What's in That Vinegar, Anyway?
We first tasted 10 nationally available supermarket brands in two ways: by dipping sugar cubes in each brand and sucking out the vinegar and by making a simple vinaigrette with each and tasting it on iceberg lettuce. We then pitted the winners of the supermarket tasting against four high-end red wine vinegars.
Tasters preferred sweet and fruity vinegars that were "full-bodied". Vinegars that were overly acidic or found lacking in grape flavor were panned. Although acetic acid is the predominant source of flavor in red wine vinegar, other factors contribute to overall taste. One is the quality of the red wine used to make it. No single grape variety is thought to make the best red wine vinegar. Still, we were curious to find out if our tasters were unwittingly fond of vinegars made from the same grape. We sent the vinegars to a food lab for an anthocyanin pigment profile, a test that can detect the 10 common pigments found in red grapes. Although the lab was unable to distinguish specific grape varieties (Cabernet, Merlot, Pinot Noir, and the like), it did give us some interesting information: Some of the vinegars weren't made with wine grapes (known as Vitus vinifera) but with less expensive Concord-type grapes, the kind used to make Welch's grape juice.

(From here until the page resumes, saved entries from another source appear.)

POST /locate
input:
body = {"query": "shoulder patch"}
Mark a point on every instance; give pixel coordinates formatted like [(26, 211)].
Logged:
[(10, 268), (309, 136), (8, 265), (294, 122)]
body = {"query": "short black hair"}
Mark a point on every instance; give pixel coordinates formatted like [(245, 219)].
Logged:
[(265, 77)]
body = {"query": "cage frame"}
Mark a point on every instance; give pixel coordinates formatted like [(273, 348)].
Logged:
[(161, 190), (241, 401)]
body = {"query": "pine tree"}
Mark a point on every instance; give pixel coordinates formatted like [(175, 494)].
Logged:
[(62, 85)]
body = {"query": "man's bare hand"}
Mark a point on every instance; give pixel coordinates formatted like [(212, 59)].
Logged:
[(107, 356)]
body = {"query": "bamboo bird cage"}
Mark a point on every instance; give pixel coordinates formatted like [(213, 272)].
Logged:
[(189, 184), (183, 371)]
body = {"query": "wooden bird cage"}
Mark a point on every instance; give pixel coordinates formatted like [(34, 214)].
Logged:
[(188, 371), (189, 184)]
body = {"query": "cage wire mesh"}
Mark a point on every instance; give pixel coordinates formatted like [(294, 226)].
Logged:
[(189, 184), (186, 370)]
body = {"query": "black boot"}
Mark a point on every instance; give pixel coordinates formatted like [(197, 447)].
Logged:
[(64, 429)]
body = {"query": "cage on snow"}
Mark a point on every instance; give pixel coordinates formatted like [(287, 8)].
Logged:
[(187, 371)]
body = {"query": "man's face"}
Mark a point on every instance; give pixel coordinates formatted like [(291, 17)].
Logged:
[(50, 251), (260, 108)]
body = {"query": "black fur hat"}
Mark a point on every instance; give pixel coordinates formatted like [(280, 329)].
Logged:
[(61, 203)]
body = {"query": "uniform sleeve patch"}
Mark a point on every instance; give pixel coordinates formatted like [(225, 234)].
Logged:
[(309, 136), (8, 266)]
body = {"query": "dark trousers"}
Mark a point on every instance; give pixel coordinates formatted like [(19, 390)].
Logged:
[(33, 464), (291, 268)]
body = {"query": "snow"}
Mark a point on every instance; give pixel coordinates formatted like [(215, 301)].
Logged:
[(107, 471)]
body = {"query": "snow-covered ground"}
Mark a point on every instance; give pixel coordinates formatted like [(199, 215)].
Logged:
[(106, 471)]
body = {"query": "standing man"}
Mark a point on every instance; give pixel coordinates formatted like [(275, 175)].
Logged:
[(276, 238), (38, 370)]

Did the vinegars made with "juice grapes" fare poorly, as experts might expect? Far from it. The taste-test results were both shocking and unambiguous: Concord-type grapes not only do just fine when it comes to making vinegar, they may be a key element in the success of the top-rated brands in our tasting.
Nor did the aging process contribute heavily to the rankings. Our winning brand isn't aged for even one minute, although the red wine used to make the vinegar is aged.

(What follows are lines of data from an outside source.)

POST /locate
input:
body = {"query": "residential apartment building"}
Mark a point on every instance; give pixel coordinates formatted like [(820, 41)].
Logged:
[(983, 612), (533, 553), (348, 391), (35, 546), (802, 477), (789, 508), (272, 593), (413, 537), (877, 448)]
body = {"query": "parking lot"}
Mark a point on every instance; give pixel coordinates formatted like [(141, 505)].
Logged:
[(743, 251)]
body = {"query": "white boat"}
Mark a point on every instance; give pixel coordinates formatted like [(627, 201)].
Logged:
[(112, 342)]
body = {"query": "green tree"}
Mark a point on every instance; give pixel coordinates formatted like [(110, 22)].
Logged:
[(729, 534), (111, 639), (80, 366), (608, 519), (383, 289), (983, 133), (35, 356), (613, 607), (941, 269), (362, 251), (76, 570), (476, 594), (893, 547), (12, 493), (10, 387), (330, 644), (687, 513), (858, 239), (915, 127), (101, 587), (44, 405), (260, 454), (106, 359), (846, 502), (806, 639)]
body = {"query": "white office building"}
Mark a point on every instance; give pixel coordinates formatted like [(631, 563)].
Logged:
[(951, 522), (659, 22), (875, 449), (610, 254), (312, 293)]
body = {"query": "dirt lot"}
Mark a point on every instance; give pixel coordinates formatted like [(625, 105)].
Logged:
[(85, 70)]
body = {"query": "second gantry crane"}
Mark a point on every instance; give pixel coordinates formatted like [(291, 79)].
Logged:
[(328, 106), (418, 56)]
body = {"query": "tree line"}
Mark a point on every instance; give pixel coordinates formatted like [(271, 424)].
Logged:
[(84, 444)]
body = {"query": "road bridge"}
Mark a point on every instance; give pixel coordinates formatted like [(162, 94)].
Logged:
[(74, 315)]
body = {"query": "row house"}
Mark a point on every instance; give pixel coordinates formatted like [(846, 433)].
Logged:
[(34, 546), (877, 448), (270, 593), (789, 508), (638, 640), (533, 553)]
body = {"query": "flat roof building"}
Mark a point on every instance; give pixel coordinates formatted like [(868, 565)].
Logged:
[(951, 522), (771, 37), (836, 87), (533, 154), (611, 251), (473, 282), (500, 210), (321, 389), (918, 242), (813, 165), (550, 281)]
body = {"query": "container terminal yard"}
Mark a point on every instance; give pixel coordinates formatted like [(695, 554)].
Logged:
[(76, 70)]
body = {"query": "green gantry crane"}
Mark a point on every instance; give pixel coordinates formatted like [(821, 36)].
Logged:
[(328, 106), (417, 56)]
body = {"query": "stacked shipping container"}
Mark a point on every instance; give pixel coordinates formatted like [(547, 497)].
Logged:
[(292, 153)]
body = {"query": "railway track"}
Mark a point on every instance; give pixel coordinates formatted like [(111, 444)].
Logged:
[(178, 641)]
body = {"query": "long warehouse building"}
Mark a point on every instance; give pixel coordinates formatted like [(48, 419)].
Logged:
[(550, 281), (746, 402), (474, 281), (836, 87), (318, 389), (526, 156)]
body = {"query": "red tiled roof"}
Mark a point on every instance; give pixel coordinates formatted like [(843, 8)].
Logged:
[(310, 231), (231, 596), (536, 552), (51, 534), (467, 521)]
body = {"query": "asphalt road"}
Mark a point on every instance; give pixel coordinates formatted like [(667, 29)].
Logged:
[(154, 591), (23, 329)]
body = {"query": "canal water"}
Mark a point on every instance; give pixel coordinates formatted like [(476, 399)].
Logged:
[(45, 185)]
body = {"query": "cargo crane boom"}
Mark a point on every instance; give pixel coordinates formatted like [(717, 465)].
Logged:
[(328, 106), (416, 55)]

At this point we had discovered that the difference between a good product and a mediocre one was neither wine grapes nor the aging of the vinegar. Could it have something to do with the way the acetic acid is developed?
The Orleans method was the first commercial method used to make red wine vinegar and remains the preferred technique for makers of specialty vinegars. It involves adding a small amount of vinegar containing the "mother" bacteria to a wooden cask filled with red wine and waiting for them to do their work. The wine converts to acetic acid within a few months. The vinegar is then siphoned to another barrel for aging. Manufacturers that mass-produce vinegar generally prefer not to use the Orleans method because it's slow and expensive.

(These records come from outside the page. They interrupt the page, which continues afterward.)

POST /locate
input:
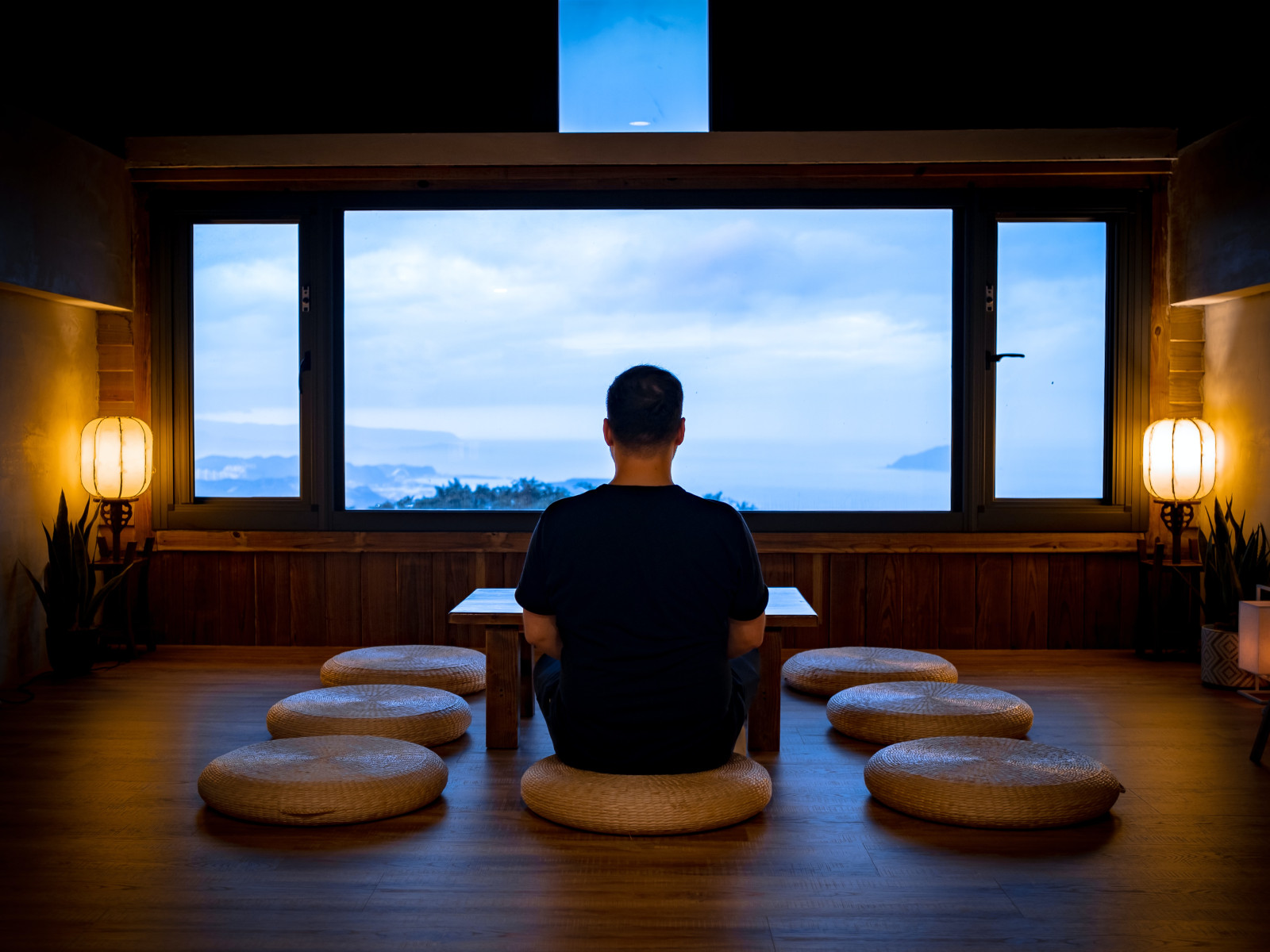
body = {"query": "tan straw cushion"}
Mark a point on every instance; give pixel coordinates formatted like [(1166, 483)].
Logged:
[(991, 782), (827, 670), (906, 710), (647, 805), (457, 670), (427, 716), (321, 781)]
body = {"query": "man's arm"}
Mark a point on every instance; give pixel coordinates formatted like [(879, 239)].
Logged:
[(742, 636), (540, 631)]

Unfortunately, while our top brand is made by the Orleans method, its close runner-up is made in an acetator, in which the red wine is converted to vinegar in less than 24 hours. What, then, can explain the ratings? Oddly enough for a food that defines sourness, the answer seems to lie in its sweetness. It turns out that Americans like their vinegar sweet. It is significant that our two top winners start with wines containing sweet Concord grapes.
In the end, the disparity between the best-tasting supermarket vinegars and the middle of the pack was not overwhelming. More significant was the performance of the supermarket champions in the gourmet round; the top two bested gourmet competitors that cost up to eight times as much. Which vinegar should you buy? The answer comes faster than it takes an acetator to convert red wine into vinegar: Skip the specialty shop and head to the supermarket.